6 Outcome and Follow-up

The aim of chest-wall surgery is complete elimination of the local tumor with restoration of adequate protection of the thoracic organs without impairment of physiological functions. This will enable adequate growth in the lung and chest wall and an acceptable cosmetic result [55].

Given that most CWTs are treated primarily with resection, a correct surgical indication should be based on evaluation of the histology, location, degree of local invasion, and metastases of the tumor. A standard thoracotomy incision allows palpation of the lesion and enables a biopsy to be taken or resection to be carried out (Fig. 37.3). Video-assisted thoracoscopic surgery may facilitate localization of the mass if it is detectable from the pleural surface. If the lesion is small and cannot be evaluated visually or by palpation intraoperative localization and resection can be done. This is achieved by placement of a coil wire by interventional radiology or injection of methylene blue into the surrounding tissues under imaging guidance.

Fig. 37.3
figure 3

Intraoperative image (a) of a standard thoracotomy in a child with rhabdomyosarcoma (b) of the chest wall

Aiming to prevent local recurrence, resection of all tumors must ensure negative margins (even if the margin size depends on the specific tumor type). Benign tumors can be excised with negative margins, whereas a wide excision with a minimum 4-cm margin is required for malignant tumors. Thoracic and reconstructive surgeons are involved in the choice of reconstruction, which depends on the experience and preferences of the center.
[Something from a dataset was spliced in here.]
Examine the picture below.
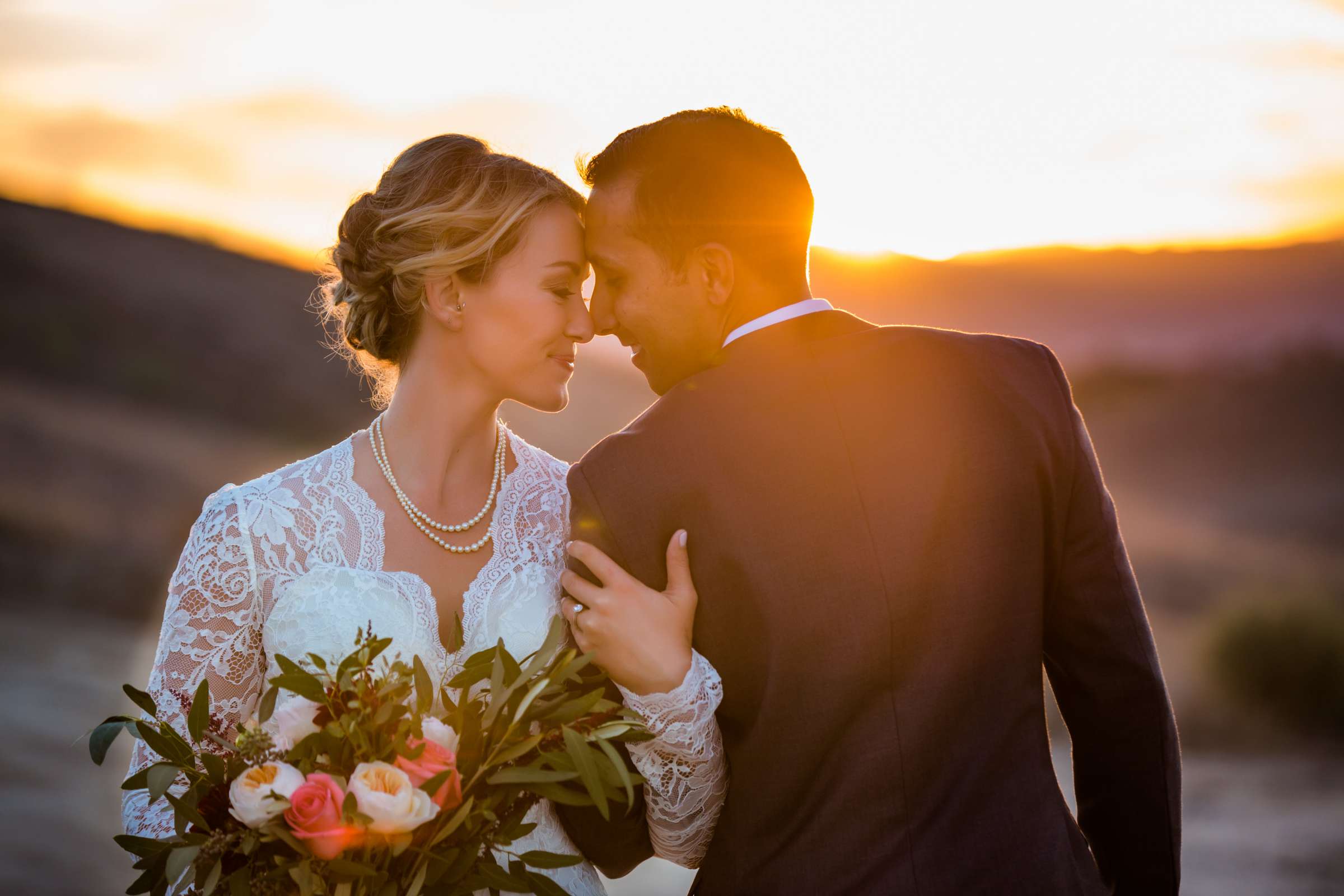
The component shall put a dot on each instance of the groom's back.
(874, 516)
Scoliosis is a well-known complication of chest-wall surgery. The severity of the curve is directly related to the number of ribs involved in the resection. In addition, the risk factors for severe scoliosis are resection of posterior segments or lower ribs and irradiation of the spinal column in patients affected by malignant tumors [56, 57]. The convexity of the curve is towards the resected side. Scoliosis can be progressive until the child is fully grown, so it must be evaluated carefully in the long-term follow-up. This may require further surgical correction of scoliosis with insertion of a Harrington rod or the use of rib-expansion devices.
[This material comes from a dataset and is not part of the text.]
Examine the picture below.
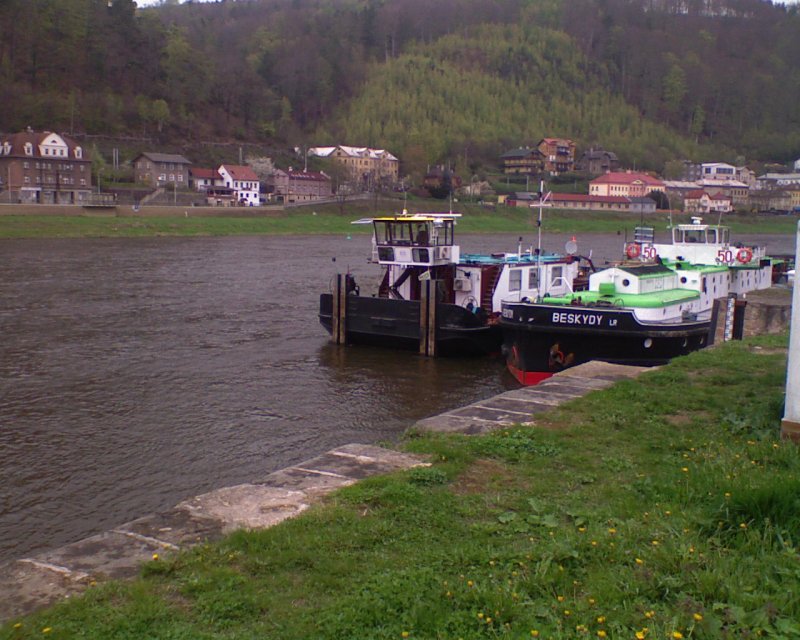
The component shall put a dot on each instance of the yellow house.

Severe scoliosis is also a risk factor for secondary impairment of pulmonary function [51] Thus, periodic evaluation of forced vital capacity, forced expiratory volume in one second, and functional residual capacities should be included in the follow-up of patients who undergo extensive chest-wall surgery.
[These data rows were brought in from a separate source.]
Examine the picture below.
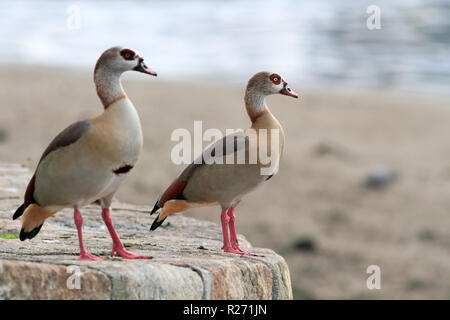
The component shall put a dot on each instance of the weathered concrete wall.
(187, 260)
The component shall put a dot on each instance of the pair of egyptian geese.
(88, 161)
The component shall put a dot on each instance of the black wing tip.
(155, 208)
(156, 224)
(19, 211)
(29, 235)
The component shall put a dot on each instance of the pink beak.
(288, 91)
(142, 67)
A risk of 20% of secondary malignancy (including secondary sarcomas, acute myeloblastic and lymphoblastic leukemias) [58] has been reported. These tumors are most common within the first 5 years after the diagnosis in patients treated for Ewing’s sarcoma/PNET [5961]. Irradiation with a cumulative dose >60 Gy [62] and a chemotherapy regimen including alkylating agents are common risk factors [63, 64]. A typical complication is wound infection, in which the risk factors are tumor ulceration and use of omentum in soft-tissue reconstruction [65].